Village Green community swim teammates mark Gators’ 10th anniversary of ‘city’ dynasty start

As children with Village Green Gators, in plain view from front to back, were Martha Dinwiddie, Gilbertson Rawlins, Rebecca Jameson, Love, Samantha Starnes, Barker Carlson and Eilerman.
The formula for eight young women being bonded, perhaps forever, thanks to childhoods spent on Village Green Gators’ community swim team is a combination of sharing similar ages, talents and challenges in the pool; carnivals; slumber parties; beach trips; encouraging parents; and two fun, yet intense, coaches.

And comforting each other during tough times.

It doesn’t matter that these eight who graduated high school in either 2012 or 2013 — Ali Gilbertson, Martha Dinwiddie, Elyse Eilerman, Avery Anderson, CC Hermes, Ellie Osborne, Katherine Barker Carlson and Lauren Love — are scattered throughout Tennessee, the Southeast and even in California.

They all made it back to Knox County to celebrate Barker Carlson’s and Gilbertson Rawlins’ weddings in January and April, respectively.

“We have three weddings coming up in the fall,” Rawlins added about Hermes, Osborne and Anderson.

“We get together, I would say, about four or five times a year.”

Otherwise, the eight use social media and simple phone calls to stay in touch on a regular basis.

Beginning as elementary aged children, “(Coaches) Robin (Wells) and Anita (Dinwiddie) kind of created this community and it was our family for the summer,” said Rawlins, a 2013 Knoxville Catholic High School graduate.

In addition, the intensity of 23-year Gators head coach Dinwiddie and assistant Wells played a huge role in making 2018 the 10th anniversary of Village Green’s 2008 Greater Knoxville Area Interclub Swimming Association championship — with these eight girls playing a major role — eventually winning three in four years.

With many of the eight on winning relay teams together, in addition to their individual success, “We were there for each other during the hard times,” Rawlins said. “I think that taught us the importance of being there for each other.”

“One of us was having issues getting along with their mom, and the rest of us would kind of be there for her,” said Martha Dinwiddie (KCHS Class of 2013), Anita’s daughter. “Be there for her when she was upset, but also be intermediaries between her and her mom.

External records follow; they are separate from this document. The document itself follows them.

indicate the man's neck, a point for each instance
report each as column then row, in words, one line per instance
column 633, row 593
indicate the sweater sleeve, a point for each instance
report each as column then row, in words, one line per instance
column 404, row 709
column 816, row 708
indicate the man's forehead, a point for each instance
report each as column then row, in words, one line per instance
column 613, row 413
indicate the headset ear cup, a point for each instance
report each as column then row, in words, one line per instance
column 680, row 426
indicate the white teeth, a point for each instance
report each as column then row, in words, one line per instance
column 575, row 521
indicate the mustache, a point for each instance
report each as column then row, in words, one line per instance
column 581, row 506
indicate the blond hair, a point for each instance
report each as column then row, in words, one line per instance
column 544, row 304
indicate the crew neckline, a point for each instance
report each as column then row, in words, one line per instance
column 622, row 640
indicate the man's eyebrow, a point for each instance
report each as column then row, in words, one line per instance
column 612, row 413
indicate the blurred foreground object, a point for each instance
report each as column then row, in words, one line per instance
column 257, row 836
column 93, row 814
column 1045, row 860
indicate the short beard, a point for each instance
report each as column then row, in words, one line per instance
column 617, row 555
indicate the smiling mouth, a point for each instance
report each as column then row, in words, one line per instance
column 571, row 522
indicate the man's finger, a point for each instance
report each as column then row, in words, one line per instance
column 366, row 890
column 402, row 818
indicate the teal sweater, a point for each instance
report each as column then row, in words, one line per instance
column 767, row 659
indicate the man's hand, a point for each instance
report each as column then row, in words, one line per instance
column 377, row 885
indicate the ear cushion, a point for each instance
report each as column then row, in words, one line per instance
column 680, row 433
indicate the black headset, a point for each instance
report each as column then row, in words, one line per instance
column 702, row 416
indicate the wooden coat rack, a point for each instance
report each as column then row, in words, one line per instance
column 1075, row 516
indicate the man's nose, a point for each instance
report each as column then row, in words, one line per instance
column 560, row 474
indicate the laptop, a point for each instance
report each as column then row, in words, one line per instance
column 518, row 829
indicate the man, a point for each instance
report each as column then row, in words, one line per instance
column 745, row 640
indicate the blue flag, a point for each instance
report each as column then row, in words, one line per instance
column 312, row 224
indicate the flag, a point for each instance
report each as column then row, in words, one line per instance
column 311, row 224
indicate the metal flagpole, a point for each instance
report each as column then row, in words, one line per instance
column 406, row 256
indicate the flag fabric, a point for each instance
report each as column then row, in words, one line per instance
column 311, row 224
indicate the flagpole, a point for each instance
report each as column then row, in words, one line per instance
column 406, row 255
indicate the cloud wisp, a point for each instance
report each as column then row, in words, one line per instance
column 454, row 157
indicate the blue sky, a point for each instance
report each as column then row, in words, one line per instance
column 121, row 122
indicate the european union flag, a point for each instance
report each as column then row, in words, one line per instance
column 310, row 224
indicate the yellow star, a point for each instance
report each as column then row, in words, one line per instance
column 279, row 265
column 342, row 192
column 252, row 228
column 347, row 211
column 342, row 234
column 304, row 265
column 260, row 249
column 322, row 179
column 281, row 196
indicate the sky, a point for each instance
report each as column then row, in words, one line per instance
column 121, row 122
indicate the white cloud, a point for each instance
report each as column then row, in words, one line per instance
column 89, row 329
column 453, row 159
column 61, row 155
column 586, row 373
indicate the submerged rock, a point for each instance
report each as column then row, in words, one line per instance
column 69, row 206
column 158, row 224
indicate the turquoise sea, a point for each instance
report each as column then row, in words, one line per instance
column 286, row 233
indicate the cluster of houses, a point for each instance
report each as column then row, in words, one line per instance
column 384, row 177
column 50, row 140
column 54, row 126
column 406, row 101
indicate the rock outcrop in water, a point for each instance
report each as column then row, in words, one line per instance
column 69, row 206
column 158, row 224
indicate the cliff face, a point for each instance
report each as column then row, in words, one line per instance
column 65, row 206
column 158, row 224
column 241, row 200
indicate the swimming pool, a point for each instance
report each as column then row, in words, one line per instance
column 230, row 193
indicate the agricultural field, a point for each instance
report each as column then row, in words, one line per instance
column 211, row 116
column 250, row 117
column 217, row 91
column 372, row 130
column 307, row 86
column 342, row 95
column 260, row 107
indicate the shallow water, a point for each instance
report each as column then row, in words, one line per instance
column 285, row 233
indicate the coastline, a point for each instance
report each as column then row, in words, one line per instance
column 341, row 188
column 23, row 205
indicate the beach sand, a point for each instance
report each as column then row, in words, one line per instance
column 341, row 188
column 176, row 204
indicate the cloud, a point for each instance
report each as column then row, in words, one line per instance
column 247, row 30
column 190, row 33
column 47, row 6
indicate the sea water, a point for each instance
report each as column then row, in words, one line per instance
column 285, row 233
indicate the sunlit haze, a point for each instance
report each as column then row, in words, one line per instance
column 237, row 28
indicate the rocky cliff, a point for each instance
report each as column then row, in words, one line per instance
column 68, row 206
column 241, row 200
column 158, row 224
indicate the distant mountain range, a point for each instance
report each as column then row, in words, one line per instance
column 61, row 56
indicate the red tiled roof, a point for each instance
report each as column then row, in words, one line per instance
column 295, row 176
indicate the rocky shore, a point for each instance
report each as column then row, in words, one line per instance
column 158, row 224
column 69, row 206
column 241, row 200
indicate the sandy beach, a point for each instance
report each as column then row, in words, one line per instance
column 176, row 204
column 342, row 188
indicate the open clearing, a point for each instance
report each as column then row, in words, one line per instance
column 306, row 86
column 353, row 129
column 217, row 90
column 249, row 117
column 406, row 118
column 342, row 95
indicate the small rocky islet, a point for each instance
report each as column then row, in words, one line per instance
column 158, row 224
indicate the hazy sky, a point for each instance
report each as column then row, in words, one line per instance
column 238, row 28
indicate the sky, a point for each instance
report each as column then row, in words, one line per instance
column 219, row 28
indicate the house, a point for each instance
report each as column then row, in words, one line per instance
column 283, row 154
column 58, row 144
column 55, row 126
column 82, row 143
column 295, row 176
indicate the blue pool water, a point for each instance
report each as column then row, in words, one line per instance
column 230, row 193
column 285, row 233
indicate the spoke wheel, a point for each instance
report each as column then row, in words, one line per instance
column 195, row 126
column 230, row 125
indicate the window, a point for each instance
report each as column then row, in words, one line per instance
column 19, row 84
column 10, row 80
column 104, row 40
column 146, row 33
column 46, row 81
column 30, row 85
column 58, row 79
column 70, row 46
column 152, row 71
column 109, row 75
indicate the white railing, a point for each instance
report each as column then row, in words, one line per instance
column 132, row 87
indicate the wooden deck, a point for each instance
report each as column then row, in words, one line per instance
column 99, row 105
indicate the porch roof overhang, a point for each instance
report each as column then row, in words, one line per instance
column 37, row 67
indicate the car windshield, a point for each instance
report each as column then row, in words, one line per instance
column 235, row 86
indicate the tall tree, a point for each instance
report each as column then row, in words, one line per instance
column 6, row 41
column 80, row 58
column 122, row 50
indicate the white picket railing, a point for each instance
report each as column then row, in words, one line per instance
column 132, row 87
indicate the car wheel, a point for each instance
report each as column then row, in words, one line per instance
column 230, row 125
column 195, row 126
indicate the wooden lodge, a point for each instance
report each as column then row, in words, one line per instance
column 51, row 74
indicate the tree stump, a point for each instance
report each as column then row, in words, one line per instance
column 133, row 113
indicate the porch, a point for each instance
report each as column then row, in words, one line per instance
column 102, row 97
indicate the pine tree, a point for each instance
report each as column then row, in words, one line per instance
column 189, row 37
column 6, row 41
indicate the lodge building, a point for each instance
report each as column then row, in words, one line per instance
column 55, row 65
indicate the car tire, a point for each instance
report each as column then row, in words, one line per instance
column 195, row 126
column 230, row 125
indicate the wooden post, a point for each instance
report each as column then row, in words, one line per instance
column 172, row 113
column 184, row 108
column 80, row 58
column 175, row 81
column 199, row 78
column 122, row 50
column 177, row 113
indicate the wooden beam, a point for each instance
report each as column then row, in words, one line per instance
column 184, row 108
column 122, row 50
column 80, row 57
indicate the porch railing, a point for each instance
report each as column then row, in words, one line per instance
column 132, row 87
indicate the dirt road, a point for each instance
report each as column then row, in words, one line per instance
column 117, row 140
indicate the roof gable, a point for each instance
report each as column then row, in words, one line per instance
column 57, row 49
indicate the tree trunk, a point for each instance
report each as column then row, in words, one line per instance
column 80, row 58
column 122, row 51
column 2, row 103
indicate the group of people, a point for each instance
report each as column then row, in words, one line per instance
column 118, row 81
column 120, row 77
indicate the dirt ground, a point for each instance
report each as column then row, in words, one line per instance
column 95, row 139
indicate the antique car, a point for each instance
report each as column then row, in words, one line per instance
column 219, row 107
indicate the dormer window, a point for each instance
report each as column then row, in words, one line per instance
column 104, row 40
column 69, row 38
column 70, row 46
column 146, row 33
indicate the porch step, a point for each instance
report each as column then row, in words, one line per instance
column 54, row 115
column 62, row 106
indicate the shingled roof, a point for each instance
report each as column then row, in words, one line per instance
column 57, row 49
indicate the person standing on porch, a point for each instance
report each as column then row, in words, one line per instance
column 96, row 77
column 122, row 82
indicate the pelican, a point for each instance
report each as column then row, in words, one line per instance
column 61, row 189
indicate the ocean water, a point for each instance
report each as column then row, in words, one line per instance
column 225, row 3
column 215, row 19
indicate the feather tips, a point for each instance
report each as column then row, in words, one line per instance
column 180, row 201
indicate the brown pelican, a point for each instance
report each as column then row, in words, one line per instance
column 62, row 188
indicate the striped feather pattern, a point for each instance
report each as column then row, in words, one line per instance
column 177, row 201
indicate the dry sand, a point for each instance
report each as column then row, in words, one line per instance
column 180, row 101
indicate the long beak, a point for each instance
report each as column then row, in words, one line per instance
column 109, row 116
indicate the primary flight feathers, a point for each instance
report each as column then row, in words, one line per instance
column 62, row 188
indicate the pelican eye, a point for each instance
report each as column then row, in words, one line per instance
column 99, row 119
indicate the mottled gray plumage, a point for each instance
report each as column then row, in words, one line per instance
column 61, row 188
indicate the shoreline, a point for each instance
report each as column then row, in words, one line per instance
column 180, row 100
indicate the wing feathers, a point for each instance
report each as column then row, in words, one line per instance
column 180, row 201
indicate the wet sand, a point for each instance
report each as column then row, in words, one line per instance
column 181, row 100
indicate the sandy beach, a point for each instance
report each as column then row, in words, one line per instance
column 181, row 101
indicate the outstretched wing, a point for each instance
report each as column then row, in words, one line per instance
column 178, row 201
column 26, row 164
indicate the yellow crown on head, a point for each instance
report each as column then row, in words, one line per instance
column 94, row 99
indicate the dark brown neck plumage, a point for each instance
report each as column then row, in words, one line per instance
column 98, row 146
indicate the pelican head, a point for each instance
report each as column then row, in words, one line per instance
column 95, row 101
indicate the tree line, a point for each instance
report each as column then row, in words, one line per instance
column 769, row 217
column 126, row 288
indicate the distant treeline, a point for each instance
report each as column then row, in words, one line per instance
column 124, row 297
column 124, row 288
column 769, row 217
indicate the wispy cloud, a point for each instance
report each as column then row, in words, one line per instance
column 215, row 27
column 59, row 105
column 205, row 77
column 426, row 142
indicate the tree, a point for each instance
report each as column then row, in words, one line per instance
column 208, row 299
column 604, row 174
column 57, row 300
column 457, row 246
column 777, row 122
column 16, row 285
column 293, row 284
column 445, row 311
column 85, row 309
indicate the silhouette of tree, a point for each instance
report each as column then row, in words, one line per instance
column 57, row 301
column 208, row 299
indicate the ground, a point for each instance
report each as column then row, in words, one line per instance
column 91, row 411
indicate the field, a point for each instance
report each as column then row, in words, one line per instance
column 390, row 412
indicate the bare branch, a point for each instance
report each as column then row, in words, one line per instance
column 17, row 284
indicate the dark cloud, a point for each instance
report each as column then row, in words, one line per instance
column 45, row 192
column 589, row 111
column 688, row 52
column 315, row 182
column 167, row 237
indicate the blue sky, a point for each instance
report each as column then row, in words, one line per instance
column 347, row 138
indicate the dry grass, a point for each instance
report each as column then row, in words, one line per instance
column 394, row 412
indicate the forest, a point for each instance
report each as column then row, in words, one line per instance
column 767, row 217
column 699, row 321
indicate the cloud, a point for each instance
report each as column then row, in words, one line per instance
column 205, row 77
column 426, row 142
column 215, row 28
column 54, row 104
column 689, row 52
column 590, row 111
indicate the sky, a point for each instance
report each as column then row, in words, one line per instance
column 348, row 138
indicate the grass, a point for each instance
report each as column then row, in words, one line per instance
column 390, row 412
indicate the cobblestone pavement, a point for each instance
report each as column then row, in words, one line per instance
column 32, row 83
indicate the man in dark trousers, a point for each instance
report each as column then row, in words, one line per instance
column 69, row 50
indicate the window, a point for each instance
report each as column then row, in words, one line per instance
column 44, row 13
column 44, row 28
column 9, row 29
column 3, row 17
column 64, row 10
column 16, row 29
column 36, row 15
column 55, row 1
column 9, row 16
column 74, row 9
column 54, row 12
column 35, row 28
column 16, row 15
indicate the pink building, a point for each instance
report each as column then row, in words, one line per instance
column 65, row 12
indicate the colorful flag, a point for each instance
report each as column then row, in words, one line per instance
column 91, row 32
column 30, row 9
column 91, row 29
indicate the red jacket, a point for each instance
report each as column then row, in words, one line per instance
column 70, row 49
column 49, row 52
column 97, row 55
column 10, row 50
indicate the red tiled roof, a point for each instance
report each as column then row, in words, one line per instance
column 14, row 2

“All of our moms have kind of been like each others’ moms.”

The team’s success with the eight core girls came despite “not being year-round swimmers,” Anita said.

As for their respective high school teams, “swimming took a back-seat for most of them, they did other sports,” Anita said. “But C.C. swam in high school (KCHS, Class of 2012).”

“I remember at age 5, I got to know Ali,” Martha said. “I think that we all really started becoming good friends when we were 9s-and-10s (swim-age grouping) or 11s-and-12s.”

About the eight as swimmers, “We were all pretty fast and had, I guess, similar energy,” Martha said.

As for bonding, “We would do sleepovers after every swim meet — we just spent so much time together,” she said. “It was hard not to be such good friends. … We made sure we stayed really close.”